Artificial intelligence (the ability of computer systems to perform tasks that normally require human intelligence), or AI, is estimated to reach levels of human intelligence by 2029. It is already being used in industries from government and health care to transportation.
The New York Police Department is currently using crime-forecasting software to predict crimes, like in the 2002 sci-fi movie “Minority Report.” Autonomous robots are performing surgery with more precision than expert human surgeons. Biometric software is allowing retailers to identify shoplifters and VIP customers within minutes of walking into a store. And a self-driving semi truck just safely made its first cross-country trip.
While AI boosts productivity and economic growth, AI isn’t neutral. Risks related to privacy, safety issues and bias are real.
Consider MIT’s recent study finding that facial recognition software contains programming bias resulting in error rates of up to 35 percent for women of color.
Similarly, in the first study of self-driving car crashes, while researchers found that self-driving cars are safer than human-piloted cars, the crash rate for self-driving cars was 3.2 per million miles, only one fewer per million miles than the national rate.
Recognizing the dark side of AI is why Harvard University and Massachusetts Institute of Technology are rushing to implement courses on the ethical and legal implications of artificial intelligence and scholars are pushing federal lawmakers to adapt existing regulations to account for AI.
While there’s even AI software that seeks to automate the swamp by analyzing and predicting the likelihood that a bill will become a law, there’s not much actual law covering AI on the books.

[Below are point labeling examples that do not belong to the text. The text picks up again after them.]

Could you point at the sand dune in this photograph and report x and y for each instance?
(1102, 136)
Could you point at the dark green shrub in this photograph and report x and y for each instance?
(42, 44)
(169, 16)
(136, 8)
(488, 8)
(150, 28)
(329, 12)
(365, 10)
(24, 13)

That’s why in this year’s Super Bowl, when Coca-Cola used image recognition software to identify people who posted photos in which they appeared happy with products of Coca-Cola’s competitors, and then targeted those people with ads for Coca-Cola products, people asked, “Can they do that?”
Facial recognition software, like geolocation software, wearables and the Internet of Things, all emerged post-2009 when Congress stopped passing consumer privacy laws.

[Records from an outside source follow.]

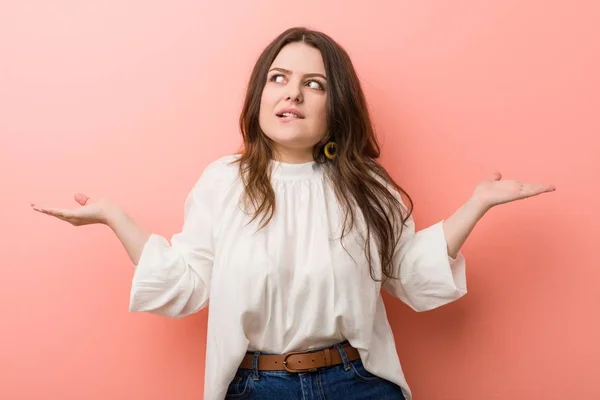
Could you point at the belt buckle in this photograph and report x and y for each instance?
(288, 369)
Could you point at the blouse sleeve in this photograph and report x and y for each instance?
(173, 279)
(428, 276)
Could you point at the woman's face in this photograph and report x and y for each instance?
(293, 112)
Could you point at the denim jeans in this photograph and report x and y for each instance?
(347, 381)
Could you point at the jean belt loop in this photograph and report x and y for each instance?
(342, 352)
(255, 374)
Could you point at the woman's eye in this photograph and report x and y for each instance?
(315, 85)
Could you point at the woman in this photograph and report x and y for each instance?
(293, 239)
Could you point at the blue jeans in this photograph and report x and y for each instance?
(347, 381)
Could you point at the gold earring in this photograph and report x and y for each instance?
(330, 150)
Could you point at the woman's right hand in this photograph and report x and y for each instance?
(90, 212)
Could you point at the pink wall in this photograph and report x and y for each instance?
(132, 101)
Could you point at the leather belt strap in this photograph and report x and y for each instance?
(304, 361)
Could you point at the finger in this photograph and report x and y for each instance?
(81, 198)
(55, 212)
(533, 189)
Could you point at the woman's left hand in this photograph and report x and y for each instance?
(495, 191)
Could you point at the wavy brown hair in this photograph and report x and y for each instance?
(361, 184)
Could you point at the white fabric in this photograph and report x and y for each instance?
(291, 286)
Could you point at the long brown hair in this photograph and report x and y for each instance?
(360, 182)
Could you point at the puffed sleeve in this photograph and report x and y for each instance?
(173, 279)
(428, 276)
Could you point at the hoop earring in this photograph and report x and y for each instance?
(330, 150)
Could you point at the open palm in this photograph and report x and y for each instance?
(89, 212)
(497, 191)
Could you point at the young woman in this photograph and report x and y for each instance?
(294, 238)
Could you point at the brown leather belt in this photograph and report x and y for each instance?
(303, 361)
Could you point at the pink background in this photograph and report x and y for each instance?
(131, 100)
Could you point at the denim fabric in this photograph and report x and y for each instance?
(348, 381)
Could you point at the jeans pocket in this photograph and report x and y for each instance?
(239, 388)
(361, 374)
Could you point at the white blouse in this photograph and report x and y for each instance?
(290, 286)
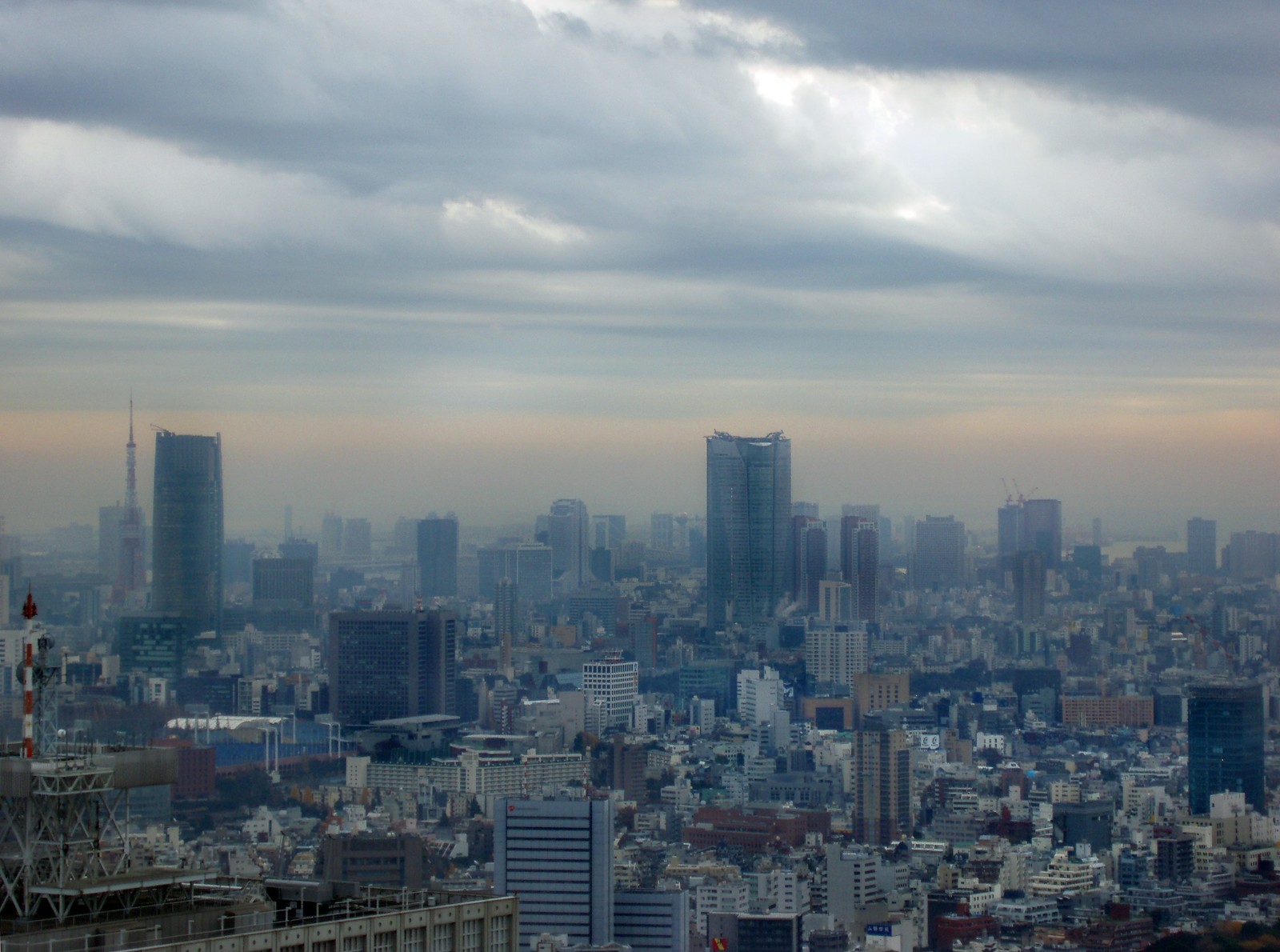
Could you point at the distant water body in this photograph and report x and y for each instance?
(1124, 549)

On the state level, only Illinois, Texas, and Washington have enacted specific laws regulating the collection of biometric information such as retina and iris patterns, fingerprints, and voice waves.
Across the pond, once the General Data Protection Regulation (GDPR) goes into effect on May 25, U.S. companies that handle the personal data of European Union individuals must comply with the privacy regulation or risk fines of up to €20 million or 4 percent of annual global turnover.
Self-driving car safety legislation addressing privacy, security, and data access concerns recently stalled out in the U.S. Senate. And signaling the coming clash between automation and labor, unions are already seeking to ban UPS from using drones or driverless vehicles.
In its 2018 book, “The Future Computed,” Microsoft’s chief counsel wrote that the “real question is not whether AI law will emerge, but how it can best come together.”
Understanding AI in the context of privacy, safety, fairness and the value of human labor – and channeling it in the public interest – is a good place to start.
Lisa McGrath is a Boise attorney specializing in social media, privacy and technology law.